A short, powerful memoir, Badluck Way chronicles a year in the life of a Seattle-born lover of Montana who follows his heart to a huge conservation-oriented cattle ranch in the state’s Madison Valley.617XgEfo2oL._SY344_BO1,204,203,200_

With an unflinching eye, Andrews recounts his own struggles to harmonize his environmental ethic with the raw demands of protecting huge herds of heifers and steers as they grow on the ranch’s range. Especially difficult is trying to deal with the predations of a resident wolf pack. One the one hand Andrews is awed and humbled when confronted with the wolves’ unabashed wildness in situ while on the other hand, he finds himself growing ever more antagonistic as the wolves begin pick off his charges with apparent impunity.
The explosive crisis which he describes in all its conflicting emotions and necessities becomes a nerve-wracking. soul-searching window into all humanity’s muddied waters of pure vs. situational ethics and what that means for all of us environmentalists as we try to place ourselves in the all too real non-human world.

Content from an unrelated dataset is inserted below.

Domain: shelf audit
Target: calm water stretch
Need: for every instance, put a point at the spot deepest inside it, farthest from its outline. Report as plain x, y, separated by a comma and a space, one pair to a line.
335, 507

His descriptions of the Sun Ranch’s lonesome and brutal landscape are often achingly moving. I’m not so sure about his use of the occasional chapter written ostensibly from the wolf’s point-of-view. I see what he wants to do and probably even why: It does a great job of dialing back the emotional level while providing helpful information. But even as he makes the point that wolves don’t see the world as we do, he raises the question “how does he know?” and illustrates some of the pitfalls of trying ever to get into another’s head, and complicated by the fact that it’s a non-human’s psychology he’s exploring.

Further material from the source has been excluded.